The new class includes the following companies:

  • BrandStand – Born at a BlackBerry hackathon in Boston, Co-founder Jason Hitchcock was motivated to join Start Engine after working in a Y-Combinator company and moved to L.A. the day before the program began. The app is a comparison voting service that measures consumer sentiment and allows users to promote their brand preferences. Players earn awards and prizes for their engagement by participating in location-based focus groups with their friends.
  • GonnaBe – This company is comprised of three advertising professionals who worked at national agencies including Made by Many (UK), DDB, McKinney, and Team One in El Segundo (where they met) on brands such as Lexus, Nationwide Insurance, Anheuser-Busch, Travelocity, Skype, AOL, Sherwin-Williams, Coldwell Banker, and Ritz-Carlton. GonnaBe is a social app connecting like-minded people based on interests, location and time. Users simply enter what they’re looking to do, when and where, and GonnaBe will show others looking for similar things, as well as deals that match their interests.
  • Hypemarks – Social discovery site that helps users find the best sites to check out, recommended by friends or people with similar interests. Users simply connect their social services at sign-up and Hypemarks will automatically curate activity and create recommendations through a stunning visual display for each user.
  • Outlisten – From three musicians founders, including one, Jeff Ponchick, who’s an ex-reality show editor, Outlisten is a mobile app and website for live concerts that creates a media memory of user recordings taken from their smartphones or digital cameras. Outlisten syncs multiple videos via waveform, creating an entirely new online concert experience.
  • PageWoo – This one comes from Co-founder Jason Crilly, an F-16 Crewchief for the Air Force who taught himself to code so he could build a social network for pickup basketball games in his neighborhood. His Co-founder, Holden, is also his wife, which should make for some interesting TV. PageWoo allows any user to create a marketing page for their product or service online without having to hire a developer or designer. Through PageWoo’s simple, streamlined interface, users can brand their pages with logos, upload files, add pictures, link all their social media and contact info, and then track visits, clicks and social sharing activity.
  • PROnoise – Community for independent musicians that helps them acquire fans, promote themselves, and sell their music. By establishing a highly interactive musical community that encourages viral sharing, PROnoise provides tools for emerging artists to make money and get attention.
  • Sandalbay Life – Founder Neil Malhotra was formerly Co-founder and CTO of Acclaim Games with Howard Marks, previously designed interplanetary trajectories at NASA JPL, and studied as a National Science Foundation Graduate Fellow at Caltech. SandalBay Life is a personal health and fitness platform that empowers consumers to know and manage their health through intelligent smartphone, tablet and web applications.
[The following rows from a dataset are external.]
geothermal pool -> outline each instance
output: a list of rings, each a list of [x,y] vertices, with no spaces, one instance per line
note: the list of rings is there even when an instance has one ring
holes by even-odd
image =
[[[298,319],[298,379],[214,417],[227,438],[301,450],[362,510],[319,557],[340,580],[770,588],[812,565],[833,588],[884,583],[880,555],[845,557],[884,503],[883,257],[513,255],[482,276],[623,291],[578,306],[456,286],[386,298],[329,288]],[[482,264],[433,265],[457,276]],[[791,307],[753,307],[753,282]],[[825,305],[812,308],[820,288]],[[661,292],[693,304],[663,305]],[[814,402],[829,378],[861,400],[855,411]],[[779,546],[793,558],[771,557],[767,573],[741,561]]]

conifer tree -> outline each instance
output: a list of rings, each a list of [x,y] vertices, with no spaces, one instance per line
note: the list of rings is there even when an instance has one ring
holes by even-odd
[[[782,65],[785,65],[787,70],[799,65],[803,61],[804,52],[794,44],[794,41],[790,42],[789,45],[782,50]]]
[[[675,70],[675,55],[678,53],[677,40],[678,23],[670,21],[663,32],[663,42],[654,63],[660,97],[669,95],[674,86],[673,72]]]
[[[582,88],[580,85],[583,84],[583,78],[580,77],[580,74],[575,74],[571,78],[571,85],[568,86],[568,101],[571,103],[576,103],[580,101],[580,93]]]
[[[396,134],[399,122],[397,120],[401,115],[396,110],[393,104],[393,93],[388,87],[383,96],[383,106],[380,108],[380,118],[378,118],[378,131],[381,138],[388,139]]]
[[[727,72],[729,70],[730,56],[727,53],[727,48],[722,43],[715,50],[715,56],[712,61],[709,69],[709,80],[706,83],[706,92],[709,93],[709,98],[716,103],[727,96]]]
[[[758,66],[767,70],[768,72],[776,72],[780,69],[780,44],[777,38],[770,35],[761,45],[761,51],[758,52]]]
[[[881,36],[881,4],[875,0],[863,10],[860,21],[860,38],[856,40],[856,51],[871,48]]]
The open interface integrates bio-sensor data from multiple sources, including wearable smart phone-connected devices, through Sandalbay’s API.
  • StretchE – Discount directory that publishes Groupon-like deals in the form of coupons for local merchants. StretchE.com provides businesses a sustainable way to attract local customers by offering coupons close to home and a loyalty program to foster customer retention.
  • thrdPlace – Web and mobile platform that enables members to create and support community projects. thrdPlace matches member needs with their community’s resources, helping them crowdsource funds, materials and labor and empowering them to impact their community.

One additional startup, which is currently in stealth mode, is creating a mobile platform that lets users instantly connect with everyone in their immediate vicinity.

The TV series will reportedly appear on a network first, then online afterwards, starting sometime in early 2012.

Update: Credit where credit is due. We’re hearing that Casey’s involvement was minimal, and that if anyone should get credit for TechStars’ production it should be Bloomberg’s Elizabeth Gould, the show’s producer. Casey reports he was in charge of hiring the crew and payroll, however. With regards to “executive producer” and “producer,” the bigger title isn’t always the bigger job.